A new paper from Social Tapestries reports on attempts to use internet-based tools to encourage participation and involvement in local issues. While the project has been deemed a failure, the process provided some interesting lessons for policy makers and practitioners.
The research groups Social Tapestries and Proboscis worked alongide the Havelock Residents' Association on the Havelock estate in West London, aiming to deploy a range of tools, based around knowledge mapping and sharing, to encourage connections and participation within the community.
While many of the project's initiatives were offline, forming a committee, creating printed materials and attempting to raise funding for the community shop, some of the more interesting initiatives came through online activity. A committee member had spent some time cataloguing faulty lights on the estate. Proboscis responded by entering geo-spatial data into their mapping system, to create a system similar to the MySociety Neighbourhood Fixit application.

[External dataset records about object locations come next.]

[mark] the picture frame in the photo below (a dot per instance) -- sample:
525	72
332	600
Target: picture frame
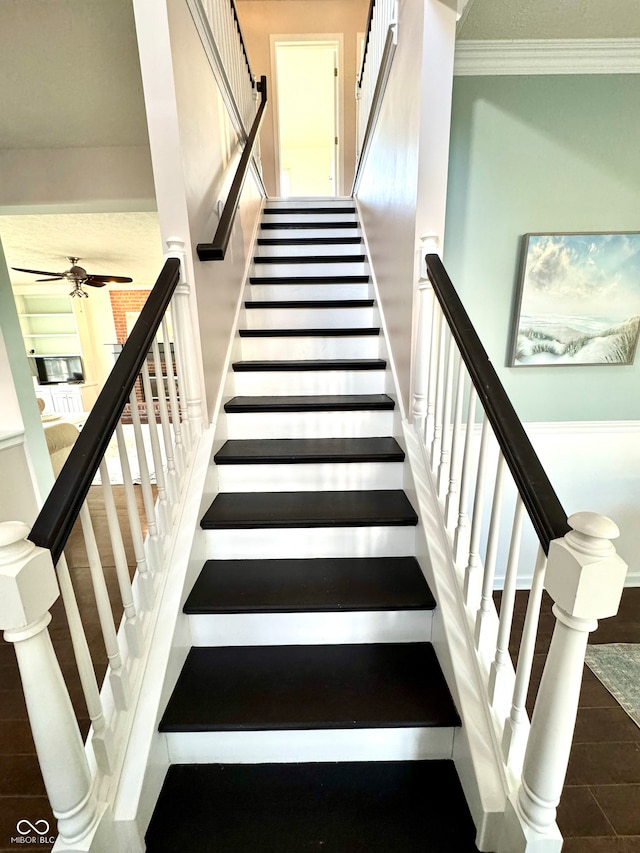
578	299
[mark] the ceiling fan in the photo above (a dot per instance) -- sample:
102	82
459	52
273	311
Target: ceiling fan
79	277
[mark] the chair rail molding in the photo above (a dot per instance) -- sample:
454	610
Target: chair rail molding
544	56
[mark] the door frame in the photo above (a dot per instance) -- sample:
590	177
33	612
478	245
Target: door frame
336	39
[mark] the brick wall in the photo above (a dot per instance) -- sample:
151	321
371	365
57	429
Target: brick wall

They also created a number of video interviews with residents, cataloguing their experience of living on the estate, from which a DVD was produced. They also created two 'StoryCubes' (pictures and text arranged in three dimensions to illustrate an issue or a theme).
Next they developed a public authoring system - bringing together maps, data, knowledge, images and video - using Blogger, EditGrid, Google Maps and flickr to assimilate the information. The results are at http://havelocktapestry.blogspot.com.
Sadly, the project was felt to be a failure by the group. The account given in the full report is a catalogue of unattended meetings, unwillingness to volunteer and tensions between the committee itself, whereby a younger committee member who demonstrated an affinity with the IT resources became alienated and left the project.
The report concludes with a number of policy messages or lessons from the project. Foremost, the premise that voluteers be put in a position that ought to be provided by official sources is weak. People's energies run dry and commitments take them elsewhere. Second, such projects need to be extremely sensitive to the local 'orgscape' - the existing relationships and opportunities that exist within a community. Third, a wide variety of types of input need to be provided to find the widest reach for their influence. Lastly, "community development has to be taken seriously by local partners, and not delivered in a piecemeal and half-hearted way."